Smaug did not sleep. That was the first terror.
“What do you mean?” he breathed.
“You’re thinking too loud, burglar,” Thorin Oakenshield muttered beside him, his blue cloak tattered, his eyes fixed on the Lonely Mountain’s shadow across the water. “Save your fears for the mountain. Smaug does not care for your conscience.” El Hobbit 2- La desolacion de Smaug
Bilbo said nothing. He had seen the desolation already—not the scorched earth outside the Mountain’s front gate, but the desolation inside Thorin’s heart. The dragon-sickness was already awake in the dwarf-king’s voice. It whispered in every order, every sharp glance.

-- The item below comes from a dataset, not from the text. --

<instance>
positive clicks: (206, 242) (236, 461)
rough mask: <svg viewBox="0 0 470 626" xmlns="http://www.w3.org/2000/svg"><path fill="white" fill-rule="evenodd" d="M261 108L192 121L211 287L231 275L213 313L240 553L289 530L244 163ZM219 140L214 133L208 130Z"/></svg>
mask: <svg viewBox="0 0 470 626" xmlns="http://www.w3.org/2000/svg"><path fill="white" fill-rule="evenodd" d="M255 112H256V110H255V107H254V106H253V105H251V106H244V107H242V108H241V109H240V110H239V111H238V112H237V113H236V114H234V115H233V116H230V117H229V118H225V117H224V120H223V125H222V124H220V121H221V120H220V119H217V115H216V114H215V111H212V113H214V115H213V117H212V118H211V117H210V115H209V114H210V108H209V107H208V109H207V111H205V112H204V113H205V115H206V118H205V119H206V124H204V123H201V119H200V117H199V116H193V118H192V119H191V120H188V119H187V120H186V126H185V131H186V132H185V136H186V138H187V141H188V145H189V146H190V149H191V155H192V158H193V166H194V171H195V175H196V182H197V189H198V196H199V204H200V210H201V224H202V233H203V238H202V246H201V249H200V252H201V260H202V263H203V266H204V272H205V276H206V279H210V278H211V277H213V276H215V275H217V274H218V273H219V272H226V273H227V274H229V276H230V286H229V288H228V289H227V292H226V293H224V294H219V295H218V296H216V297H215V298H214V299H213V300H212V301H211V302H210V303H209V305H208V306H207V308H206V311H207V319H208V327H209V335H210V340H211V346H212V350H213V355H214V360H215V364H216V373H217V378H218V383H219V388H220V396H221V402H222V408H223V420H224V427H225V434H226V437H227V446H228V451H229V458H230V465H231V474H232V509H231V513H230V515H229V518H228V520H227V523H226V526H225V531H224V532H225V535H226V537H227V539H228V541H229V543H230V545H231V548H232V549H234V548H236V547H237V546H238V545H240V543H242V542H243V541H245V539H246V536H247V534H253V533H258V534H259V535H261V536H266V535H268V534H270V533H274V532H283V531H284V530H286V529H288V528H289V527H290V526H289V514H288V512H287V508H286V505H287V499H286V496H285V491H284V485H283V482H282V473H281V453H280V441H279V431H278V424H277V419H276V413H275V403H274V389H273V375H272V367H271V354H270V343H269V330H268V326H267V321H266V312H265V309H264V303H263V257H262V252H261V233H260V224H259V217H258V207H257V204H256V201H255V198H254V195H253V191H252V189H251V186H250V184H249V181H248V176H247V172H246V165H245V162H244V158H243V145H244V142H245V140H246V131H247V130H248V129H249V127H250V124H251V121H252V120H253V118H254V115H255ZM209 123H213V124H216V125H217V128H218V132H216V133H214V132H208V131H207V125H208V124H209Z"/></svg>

That night, they entered the hidden passage. The darkness was not empty. It had teeth. Bilbo felt them scraping against the walls of his mind as he crept alone down the tunnel, the ring now on his finger, the world turned to grey shadow. Smaug did not sleep
And somewhere, far to the south, in a tower of broken stone, nine black riders turned their hollow gazes toward the mountain and smiled. This story weaves canonical dread from The Hobbit with a darker, more ominous thread leading toward The Lord of the Rings . Would you like a sequel or a version focused on Bard or Tauriel?
It was not Smaug’s fire that would destroy them. He had seen the desolation already—not the scorched
“Well, thief,” the dragon’s voice rolled, slow as lava, rich as poisoned honey. “I smell you. Shire-rat. You have the stink of courage and stupidity in equal measure.”